I'll take a look at the breakdown of samples filtered out at varying values of the maximum N threshold. I went with 800 Ns initially, because it is roughly two amplicons (e.g. if the terminal amplicons drop out). Maybe it's tossing out too many samples.

szhan commented 1 month ago

I've been filtering out the samples before importing the alignments. Probably, it is better to implement a simple filter based on the number of Ns to filter out sample during inference.

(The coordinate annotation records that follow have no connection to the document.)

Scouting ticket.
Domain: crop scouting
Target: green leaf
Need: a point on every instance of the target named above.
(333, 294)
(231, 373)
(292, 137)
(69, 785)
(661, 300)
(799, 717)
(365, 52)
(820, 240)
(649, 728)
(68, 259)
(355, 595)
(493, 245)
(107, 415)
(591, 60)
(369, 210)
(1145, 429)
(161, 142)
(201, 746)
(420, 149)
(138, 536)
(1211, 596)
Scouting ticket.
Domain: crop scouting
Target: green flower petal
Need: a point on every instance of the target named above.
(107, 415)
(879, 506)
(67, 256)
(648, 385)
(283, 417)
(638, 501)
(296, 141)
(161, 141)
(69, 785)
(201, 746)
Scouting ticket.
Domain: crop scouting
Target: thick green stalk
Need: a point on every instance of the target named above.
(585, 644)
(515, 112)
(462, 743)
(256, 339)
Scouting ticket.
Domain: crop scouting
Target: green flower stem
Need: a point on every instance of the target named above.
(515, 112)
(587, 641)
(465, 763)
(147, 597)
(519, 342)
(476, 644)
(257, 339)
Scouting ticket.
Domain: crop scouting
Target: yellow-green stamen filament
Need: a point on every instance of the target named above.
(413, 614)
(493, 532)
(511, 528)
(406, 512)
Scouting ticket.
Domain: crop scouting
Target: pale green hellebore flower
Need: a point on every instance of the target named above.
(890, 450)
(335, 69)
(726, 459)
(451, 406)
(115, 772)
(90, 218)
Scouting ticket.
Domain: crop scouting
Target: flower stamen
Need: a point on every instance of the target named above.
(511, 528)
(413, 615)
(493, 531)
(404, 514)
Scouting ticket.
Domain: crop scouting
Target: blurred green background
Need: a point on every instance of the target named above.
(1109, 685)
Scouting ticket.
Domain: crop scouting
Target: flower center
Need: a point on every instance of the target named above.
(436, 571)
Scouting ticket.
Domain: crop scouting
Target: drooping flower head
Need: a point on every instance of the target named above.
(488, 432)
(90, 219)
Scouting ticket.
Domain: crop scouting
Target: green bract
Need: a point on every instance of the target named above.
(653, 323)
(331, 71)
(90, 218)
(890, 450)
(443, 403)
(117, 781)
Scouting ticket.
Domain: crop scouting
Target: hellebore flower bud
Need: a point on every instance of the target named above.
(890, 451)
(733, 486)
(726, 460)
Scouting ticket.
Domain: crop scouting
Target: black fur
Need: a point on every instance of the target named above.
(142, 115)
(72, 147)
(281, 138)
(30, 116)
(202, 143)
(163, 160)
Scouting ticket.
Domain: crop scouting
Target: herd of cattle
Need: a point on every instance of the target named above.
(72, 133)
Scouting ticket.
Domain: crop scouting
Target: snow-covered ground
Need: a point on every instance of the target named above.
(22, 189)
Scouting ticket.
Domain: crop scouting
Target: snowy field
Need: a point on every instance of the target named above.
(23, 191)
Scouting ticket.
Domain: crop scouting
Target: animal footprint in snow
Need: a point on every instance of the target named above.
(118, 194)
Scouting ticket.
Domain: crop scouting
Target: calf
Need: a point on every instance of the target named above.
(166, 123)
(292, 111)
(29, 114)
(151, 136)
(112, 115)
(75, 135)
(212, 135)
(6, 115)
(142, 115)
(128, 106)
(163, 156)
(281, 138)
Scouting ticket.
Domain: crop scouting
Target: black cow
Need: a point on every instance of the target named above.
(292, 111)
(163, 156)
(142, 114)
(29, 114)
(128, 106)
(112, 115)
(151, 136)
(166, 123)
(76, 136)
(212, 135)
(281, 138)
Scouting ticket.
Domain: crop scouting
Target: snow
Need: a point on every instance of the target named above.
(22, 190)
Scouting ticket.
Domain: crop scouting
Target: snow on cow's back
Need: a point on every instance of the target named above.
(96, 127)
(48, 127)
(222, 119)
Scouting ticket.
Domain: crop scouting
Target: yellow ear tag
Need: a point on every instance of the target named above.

jeromekelleher commented 1 month ago

Agreed - let's keep as much of the filtering and data pre-processing logic within sc2ts as we can

szhan commented 1 month ago

Filtering samples by the imported sequence alignments would involve grabbing the alignment from alignment store and then processing it in preprocess_and_match_alignments. This would require an additional pass over the Sample objects I think, because the genotype matrix which goes into HMM matching is preset.

szhan commented 1 month ago

Or maybe keep a boolean array to keep track of which samples pass filters, and then use it to subset the genotype matrix before input to HMM matching.

jeromekelleher commented 1 month ago

Filtering samples by the imported sequence alignments would involve grabbing the alignment from alignment store and then processing it in preprocess_and_match_alignments. This would require an additional pass over the Sample objects I think, because the genotype matrix which goes into HMM matching is preset.

That's OK I think - we can easily break preprocess_and_match_alignments into steps, or add some complexity where we only pass alignments that meet QC requirements on to the matching step.

szhan commented 1 month ago

Also, there are a number of entries in the metadata file that do not have full-precision dates. I have been filtering them out before import the metadata. It is better that this, too, is done within sc2ts.

szhan commented 1 month ago

It seems that both of these filters (and any other filter on the metadata and alignments) can be done in preprocess_and_match_alignments. Or refactor it into preprocess_samples and match_alignments, where we can implement the filters.

szhan commented 1 month ago

Hmm, actually, about the full-precision dates from metadata, I don't think get is getting entries by comparing dates. It is just getting entries by comparing dates in the form of strings. So, I don't think it needs to be modified.